CHAPTER IV
STANZA FORMS
Roughly speaking, the stanza in verse corresponds to the paragraph in prose. It is a fixed division of the composition containing a certain number of lines arranged in a certain rhyming order. Very often each stanza contains a distinct and rounded thought, such as is found in a paragraph, though this plan of construction is not universally followed by any means. In sharp dramatic verse one must use a simple stanza form built so that each thought ends with the last word of the last line. But when the movement is languid the meter and stanza form may be more intricate and it is sometimes best to let the thought flow from one stanza to another without even the jerk of the period. The effect to be produced is everything and should determine not only the stanza to be used but the details of the treatment as well. The great poet can bend any meter or stanza form to his use, as witness Thomas Hood with his galloping stanzas in the “Bridge of Sighs,” but an ordinary mortal must produce his effects more obviously. The greater skill one has the greater liberties one can take in his choice of materials, just as a clever after-dinner speaker may say many things which from a less tactful person would be deemed offensive. Thomas Hood can write his dirges in dactylics with triple rhymes, but we must model ours on Gray’s “Elegy” or “In Memoriam.”
Still the variety of stanzas is so large that one should be able to fit almost any verse mood without the necessity of inventing a new form or turning an old one out of its beaten track. There are little dimeter couplets like Herrick’s:
“There thou shalt be
High priest to me.”
And there is the three-line stanza in many forms, of which this from Landor is an example:
“Children, keep up that harmless play,
Your kindred angels plainly say
By God’s authority ye may.”
And the four-line stanza—its name is legion.
The whole question resolves itself into the suitability of the form to the matter. The vehicle which carries the thought best is the one to be selected. The more appropriate the construction of the poem—the rhymes, the meter and the stanza—the better it will carry out the writer’s intention. Instead of hampering his thought it will assist it.
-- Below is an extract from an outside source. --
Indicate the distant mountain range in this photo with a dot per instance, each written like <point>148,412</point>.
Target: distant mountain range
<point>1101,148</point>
As a means of becoming acquainted with the wide resources which wait the verse maker, the student should copy and imitate every stanza form not familiar to him. In this way he will learn for himself why the Spenserian stanza used by Keats in his “Eve of St. Agnes” is good for one sort of narrative and why the ballad stanza used by Coleridge in his “Ancient Mariner” is good for another; why one sort of stanza sings merrily and why another is fitted for funeral hymns. Best of all, he will learn that he does not have to choose among “long meter,” “short meter” and “Hallelujah meter,” but that an almost indefinite field lies open for him.